Des structures fines et incomprises dans un ballet cosmique
Au cœur de la zone moléculaire centrale – connue pour son activité frénétique – les observations d’ALMA ont révélé des filaments très fins, formés dans des conditions encore inexpliquées. Contrairement aux filaments denses classiques, ceux-ci ne semblent pas maintenir un équilibre hydrostatique. Leur forme, leur composition, et leur interaction avec les ondes de choc suggèrent un processus de formation totalement différent. Les scientifiques les soupçonnent d’émerger lors de collisions violentes entre ondes de choc et nuages moléculaires. En analysant des molécules comme le méthanol ou le monoxyde de silicium, les chercheurs ont observé que ces interactions généraient des émissions inédites et riches en composés organiques. Ces éléments pourraient former des grains de poussière et ainsi participer à un cycle de destruction et de reformation du gaz.
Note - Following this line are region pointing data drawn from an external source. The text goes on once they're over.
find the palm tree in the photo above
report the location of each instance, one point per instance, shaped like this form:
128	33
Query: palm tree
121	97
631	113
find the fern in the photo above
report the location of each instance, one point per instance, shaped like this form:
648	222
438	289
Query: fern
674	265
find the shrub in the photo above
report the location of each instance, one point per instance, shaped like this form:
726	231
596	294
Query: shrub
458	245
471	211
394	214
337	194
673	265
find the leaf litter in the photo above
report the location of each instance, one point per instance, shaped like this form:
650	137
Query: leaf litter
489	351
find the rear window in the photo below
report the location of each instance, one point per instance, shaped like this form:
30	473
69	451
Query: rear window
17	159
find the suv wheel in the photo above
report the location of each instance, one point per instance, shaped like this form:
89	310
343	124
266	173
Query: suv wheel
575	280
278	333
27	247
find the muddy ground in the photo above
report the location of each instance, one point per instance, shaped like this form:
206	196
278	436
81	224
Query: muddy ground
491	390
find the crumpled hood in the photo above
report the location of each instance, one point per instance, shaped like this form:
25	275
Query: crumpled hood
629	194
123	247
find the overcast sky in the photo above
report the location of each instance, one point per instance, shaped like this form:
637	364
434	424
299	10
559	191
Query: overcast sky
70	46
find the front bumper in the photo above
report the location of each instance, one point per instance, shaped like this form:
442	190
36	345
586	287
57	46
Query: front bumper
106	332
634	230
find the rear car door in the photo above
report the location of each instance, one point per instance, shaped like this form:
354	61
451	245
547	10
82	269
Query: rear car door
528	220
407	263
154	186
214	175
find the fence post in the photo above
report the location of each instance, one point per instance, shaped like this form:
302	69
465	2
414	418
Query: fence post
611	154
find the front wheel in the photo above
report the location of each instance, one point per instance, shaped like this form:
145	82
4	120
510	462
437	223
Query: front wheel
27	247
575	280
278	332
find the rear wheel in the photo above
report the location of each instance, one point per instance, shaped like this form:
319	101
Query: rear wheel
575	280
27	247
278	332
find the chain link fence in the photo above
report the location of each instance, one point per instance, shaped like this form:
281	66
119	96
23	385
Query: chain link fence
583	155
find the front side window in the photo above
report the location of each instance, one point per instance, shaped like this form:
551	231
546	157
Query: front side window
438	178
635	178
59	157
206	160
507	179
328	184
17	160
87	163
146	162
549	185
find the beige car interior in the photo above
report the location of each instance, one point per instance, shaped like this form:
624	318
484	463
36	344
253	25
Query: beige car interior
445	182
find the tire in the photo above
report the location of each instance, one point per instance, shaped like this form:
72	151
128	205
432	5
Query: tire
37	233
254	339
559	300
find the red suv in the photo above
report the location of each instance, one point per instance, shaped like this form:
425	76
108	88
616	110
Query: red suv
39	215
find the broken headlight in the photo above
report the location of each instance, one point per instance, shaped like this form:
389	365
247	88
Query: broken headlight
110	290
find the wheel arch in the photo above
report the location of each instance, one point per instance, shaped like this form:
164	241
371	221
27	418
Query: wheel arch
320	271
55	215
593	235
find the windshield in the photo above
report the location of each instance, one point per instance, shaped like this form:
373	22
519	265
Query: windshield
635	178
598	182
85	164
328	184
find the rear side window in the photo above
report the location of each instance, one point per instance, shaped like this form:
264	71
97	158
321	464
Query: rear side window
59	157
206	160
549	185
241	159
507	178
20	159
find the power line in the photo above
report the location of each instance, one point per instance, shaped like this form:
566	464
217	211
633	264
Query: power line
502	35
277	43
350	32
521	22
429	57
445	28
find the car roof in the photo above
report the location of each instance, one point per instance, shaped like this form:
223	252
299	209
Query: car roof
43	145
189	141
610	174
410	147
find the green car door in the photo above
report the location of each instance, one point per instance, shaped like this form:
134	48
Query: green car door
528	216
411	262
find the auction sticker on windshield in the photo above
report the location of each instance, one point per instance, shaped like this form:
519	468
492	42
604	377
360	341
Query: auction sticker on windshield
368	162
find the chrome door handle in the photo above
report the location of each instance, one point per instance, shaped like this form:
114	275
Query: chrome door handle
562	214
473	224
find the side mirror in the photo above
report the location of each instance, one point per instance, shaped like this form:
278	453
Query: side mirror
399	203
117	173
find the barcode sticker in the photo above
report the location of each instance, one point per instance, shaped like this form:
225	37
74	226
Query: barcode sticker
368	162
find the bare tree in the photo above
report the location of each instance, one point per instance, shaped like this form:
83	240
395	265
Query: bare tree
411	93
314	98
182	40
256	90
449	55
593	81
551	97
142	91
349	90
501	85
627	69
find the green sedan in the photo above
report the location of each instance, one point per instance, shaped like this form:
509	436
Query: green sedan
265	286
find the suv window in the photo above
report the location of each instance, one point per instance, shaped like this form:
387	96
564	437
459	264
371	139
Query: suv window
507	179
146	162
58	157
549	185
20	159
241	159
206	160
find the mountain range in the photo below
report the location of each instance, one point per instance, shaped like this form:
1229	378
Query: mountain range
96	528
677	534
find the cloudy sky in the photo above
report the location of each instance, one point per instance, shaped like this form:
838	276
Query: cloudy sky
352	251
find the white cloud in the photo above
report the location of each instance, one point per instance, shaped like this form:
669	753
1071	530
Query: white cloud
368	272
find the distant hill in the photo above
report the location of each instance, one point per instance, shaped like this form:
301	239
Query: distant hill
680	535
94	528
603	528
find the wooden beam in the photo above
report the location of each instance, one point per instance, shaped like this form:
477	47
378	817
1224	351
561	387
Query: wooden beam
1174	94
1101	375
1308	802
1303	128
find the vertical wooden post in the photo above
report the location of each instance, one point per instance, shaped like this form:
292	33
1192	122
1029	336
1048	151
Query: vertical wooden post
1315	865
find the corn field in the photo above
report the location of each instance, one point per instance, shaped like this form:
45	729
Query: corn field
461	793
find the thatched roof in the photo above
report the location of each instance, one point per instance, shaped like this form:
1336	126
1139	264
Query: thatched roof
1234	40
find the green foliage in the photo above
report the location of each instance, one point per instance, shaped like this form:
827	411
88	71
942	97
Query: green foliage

Des tornades cosmiques qui bousculent les modèles établis
Ces filaments, décrits comme des « tornades galactiques » par certains, ouvrent une nouvelle piste de réflexion sur les dynamiques profondes qui structurent notre galaxie. Inclassables pour l’instant, ils pourraient constituer une nouvelle famille de structures astrophysiques. Leur existence soulève de nombreuses questions, notamment sur leur lien éventuel avec des phénomènes plus vastes comme les Bulles de Fermi. Les scientifiques espèrent que de futures campagnes d’observation avec ALMA permettront d’affiner les analyses moléculaires et de cartographier plus largement cette région du centre galactique. Une chose est sûre : ces filaments, aussi fascinants qu’inattendus, rappellent à quel point le cosmos conserve encore ses secrets.